Engineer Brown in speaking of the accident said that he saw the flagman about four hundred feet from the switch, and that the train was running about sixty-five miles an hour. he said that he applied the emergency and whistled for brakes. then he jumped to the left and remembered nothing more until he came to an a corn field about fifty or seventy-five feet from the track. His head is somewhat badly cut, while the muscles on his back and neck are sore and bruised.

Edwin C. Stark, the engineer on the second train said that they were running about sixty-five miles an hour when he heard Brown whistle for brakes. He reversed his engine and jumped.

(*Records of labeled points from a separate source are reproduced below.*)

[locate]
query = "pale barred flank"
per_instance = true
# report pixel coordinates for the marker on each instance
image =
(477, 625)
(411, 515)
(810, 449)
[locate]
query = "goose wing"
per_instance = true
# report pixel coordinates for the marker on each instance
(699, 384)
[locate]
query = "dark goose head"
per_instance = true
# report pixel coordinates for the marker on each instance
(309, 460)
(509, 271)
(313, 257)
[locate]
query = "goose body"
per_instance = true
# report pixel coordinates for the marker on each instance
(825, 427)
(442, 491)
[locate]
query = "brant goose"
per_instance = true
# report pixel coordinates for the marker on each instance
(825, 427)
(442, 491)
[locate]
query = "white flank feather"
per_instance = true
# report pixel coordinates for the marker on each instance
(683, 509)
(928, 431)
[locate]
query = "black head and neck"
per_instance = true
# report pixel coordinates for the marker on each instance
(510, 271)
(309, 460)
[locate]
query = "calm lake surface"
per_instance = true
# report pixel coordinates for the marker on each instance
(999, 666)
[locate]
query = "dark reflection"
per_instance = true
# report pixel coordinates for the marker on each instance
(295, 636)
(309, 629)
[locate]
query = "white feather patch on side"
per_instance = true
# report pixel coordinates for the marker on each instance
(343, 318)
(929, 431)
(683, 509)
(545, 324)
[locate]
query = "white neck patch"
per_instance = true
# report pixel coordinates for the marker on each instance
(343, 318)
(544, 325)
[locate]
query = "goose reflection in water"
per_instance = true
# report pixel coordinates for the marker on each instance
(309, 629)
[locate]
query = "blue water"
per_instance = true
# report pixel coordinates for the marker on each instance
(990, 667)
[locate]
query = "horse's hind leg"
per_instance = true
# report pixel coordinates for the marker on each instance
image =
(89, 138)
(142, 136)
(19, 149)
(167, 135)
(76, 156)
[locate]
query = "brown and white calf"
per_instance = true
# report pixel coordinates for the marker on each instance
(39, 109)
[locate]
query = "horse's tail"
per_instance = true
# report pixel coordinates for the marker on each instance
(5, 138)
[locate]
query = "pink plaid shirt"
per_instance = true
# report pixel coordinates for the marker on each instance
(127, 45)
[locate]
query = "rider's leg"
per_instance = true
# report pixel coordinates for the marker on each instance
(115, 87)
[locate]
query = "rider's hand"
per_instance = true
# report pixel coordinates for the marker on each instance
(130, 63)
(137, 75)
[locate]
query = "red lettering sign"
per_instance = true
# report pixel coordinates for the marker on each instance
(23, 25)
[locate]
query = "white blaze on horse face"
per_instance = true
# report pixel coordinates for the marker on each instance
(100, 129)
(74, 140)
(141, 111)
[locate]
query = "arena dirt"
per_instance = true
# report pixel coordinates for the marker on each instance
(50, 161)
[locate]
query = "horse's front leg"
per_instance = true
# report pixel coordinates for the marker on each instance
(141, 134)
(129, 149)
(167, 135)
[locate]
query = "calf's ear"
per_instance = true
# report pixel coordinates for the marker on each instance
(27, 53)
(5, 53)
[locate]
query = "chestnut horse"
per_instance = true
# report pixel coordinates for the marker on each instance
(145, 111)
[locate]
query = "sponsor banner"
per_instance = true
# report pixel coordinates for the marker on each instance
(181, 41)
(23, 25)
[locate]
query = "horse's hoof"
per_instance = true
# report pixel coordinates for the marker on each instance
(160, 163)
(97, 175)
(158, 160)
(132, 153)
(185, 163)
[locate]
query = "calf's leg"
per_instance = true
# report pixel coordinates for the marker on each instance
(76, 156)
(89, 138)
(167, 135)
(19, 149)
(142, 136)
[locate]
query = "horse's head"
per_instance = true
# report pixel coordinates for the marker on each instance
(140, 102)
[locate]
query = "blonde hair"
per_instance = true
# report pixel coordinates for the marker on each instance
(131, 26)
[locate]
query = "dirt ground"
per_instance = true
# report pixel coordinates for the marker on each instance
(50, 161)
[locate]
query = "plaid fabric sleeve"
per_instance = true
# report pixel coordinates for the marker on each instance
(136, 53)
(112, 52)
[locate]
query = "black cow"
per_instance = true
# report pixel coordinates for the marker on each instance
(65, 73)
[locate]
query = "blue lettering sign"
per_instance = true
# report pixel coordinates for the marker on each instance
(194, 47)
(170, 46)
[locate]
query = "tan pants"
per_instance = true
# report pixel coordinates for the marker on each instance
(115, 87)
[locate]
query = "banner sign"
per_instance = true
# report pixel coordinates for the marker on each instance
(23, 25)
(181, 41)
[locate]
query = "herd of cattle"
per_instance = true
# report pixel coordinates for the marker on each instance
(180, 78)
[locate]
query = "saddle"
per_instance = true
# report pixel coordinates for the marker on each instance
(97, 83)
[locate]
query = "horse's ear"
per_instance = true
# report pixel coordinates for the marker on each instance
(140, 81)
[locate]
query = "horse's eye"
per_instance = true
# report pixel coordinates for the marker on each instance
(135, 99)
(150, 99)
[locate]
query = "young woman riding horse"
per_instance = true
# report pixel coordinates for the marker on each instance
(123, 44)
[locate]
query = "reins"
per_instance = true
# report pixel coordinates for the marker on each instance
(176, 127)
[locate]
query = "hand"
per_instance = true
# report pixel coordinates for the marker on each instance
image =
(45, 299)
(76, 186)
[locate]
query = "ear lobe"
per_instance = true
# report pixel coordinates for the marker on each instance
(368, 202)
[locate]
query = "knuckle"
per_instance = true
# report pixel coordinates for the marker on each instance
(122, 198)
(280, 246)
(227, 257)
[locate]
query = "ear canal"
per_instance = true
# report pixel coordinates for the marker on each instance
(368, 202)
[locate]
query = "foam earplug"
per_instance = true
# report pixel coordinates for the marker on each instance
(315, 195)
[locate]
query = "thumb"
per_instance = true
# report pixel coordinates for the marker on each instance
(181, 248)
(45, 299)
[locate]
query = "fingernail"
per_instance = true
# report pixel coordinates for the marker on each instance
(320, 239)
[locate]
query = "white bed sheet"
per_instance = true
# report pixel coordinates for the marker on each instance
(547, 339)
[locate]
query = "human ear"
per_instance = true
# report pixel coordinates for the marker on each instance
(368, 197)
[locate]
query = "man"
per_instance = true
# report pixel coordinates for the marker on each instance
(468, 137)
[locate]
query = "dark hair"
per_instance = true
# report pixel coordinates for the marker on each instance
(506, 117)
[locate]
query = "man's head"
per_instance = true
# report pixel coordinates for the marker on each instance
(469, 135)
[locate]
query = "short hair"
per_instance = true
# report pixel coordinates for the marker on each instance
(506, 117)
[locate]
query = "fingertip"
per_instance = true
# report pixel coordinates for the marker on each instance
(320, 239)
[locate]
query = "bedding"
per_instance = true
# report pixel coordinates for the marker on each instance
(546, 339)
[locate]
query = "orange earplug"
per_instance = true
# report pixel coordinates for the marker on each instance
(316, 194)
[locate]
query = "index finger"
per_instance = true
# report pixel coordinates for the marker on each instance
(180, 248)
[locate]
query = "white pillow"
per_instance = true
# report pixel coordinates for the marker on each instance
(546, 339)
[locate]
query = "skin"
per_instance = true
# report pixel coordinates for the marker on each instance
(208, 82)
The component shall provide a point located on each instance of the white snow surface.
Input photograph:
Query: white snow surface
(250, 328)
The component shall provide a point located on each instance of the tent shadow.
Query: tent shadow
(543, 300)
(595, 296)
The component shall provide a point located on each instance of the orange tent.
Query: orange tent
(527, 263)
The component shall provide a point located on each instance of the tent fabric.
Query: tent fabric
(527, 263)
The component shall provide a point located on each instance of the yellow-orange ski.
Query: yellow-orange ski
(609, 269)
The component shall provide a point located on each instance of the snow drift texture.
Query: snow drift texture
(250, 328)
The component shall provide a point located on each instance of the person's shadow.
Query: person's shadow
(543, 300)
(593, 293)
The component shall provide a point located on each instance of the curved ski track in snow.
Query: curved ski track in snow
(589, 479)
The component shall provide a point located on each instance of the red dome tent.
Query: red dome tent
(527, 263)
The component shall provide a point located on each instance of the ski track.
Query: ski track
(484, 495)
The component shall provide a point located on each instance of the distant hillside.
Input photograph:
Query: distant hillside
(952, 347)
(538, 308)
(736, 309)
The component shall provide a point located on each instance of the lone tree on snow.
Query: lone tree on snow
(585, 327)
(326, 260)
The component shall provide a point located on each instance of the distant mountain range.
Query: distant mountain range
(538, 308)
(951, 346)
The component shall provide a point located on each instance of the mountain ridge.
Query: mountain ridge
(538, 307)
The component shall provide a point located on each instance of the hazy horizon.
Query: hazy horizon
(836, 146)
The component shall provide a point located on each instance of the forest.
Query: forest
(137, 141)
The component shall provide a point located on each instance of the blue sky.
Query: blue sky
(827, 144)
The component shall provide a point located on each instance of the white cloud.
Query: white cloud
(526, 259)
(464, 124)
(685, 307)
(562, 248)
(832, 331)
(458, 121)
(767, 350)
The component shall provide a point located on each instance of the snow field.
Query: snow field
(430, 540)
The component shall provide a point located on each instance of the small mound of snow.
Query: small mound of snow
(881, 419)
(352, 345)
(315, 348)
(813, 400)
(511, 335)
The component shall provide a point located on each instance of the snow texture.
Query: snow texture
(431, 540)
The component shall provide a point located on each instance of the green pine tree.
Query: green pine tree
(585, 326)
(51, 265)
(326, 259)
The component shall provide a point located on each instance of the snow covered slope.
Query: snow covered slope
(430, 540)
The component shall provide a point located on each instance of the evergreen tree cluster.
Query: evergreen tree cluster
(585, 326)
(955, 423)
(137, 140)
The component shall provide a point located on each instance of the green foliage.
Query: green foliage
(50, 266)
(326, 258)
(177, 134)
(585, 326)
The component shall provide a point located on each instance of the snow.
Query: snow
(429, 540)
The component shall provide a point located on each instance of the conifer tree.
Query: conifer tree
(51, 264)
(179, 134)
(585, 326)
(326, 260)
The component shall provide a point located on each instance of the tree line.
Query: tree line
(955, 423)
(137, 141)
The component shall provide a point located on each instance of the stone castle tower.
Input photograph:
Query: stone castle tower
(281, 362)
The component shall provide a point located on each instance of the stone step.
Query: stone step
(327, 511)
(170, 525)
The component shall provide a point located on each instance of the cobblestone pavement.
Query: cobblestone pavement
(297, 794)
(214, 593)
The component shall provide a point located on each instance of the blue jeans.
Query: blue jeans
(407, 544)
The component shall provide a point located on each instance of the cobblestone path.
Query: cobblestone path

His left ankle was sprained, his knee was cut and he was injured about the hip and back. His injuries are not serious, but will probably lay him up for several days.

Royal G. Wood, the fireman on the second train stated the speed was about sixty to sixty-five miles an hour. He saw Stark jump from his side of the cab and followed him out. His face was badly cut.

The men in talking over the affair seem to believe that the whole affair was caused by the flagman being too close to his train, as the limited could not stop within four hundred feet under any possible circumstance when running close to a mile a minute. All were grieved over Cutting’s death, and one said, “I don’t care what happens to me know, I am so glad to be alive.” They say that when they picked Cutting up, his face was in water, which had escaped from the tender. Had he only been stunned he would have been drowned, as he had been there several moments when found. Had any man stayed in the 1005, he would have been killed, as the steam and boiling water was thrown all about the cab and for some distance around it.

Coroner McCreight impanelled (sic) a jury and after viewing the remains of Cutting, the jury went to Duncombe. This afternoon was spent in going over the scene of the accident, and viewing the wrecked engine and cars. The jury examined the train and engine before leaving, and will complete its investigations at the Court House this evening.

On the Coroner’s jury, besides Dr. McCreight the coroner, were Will Haire, Dr. Lowry and Louis Thorson.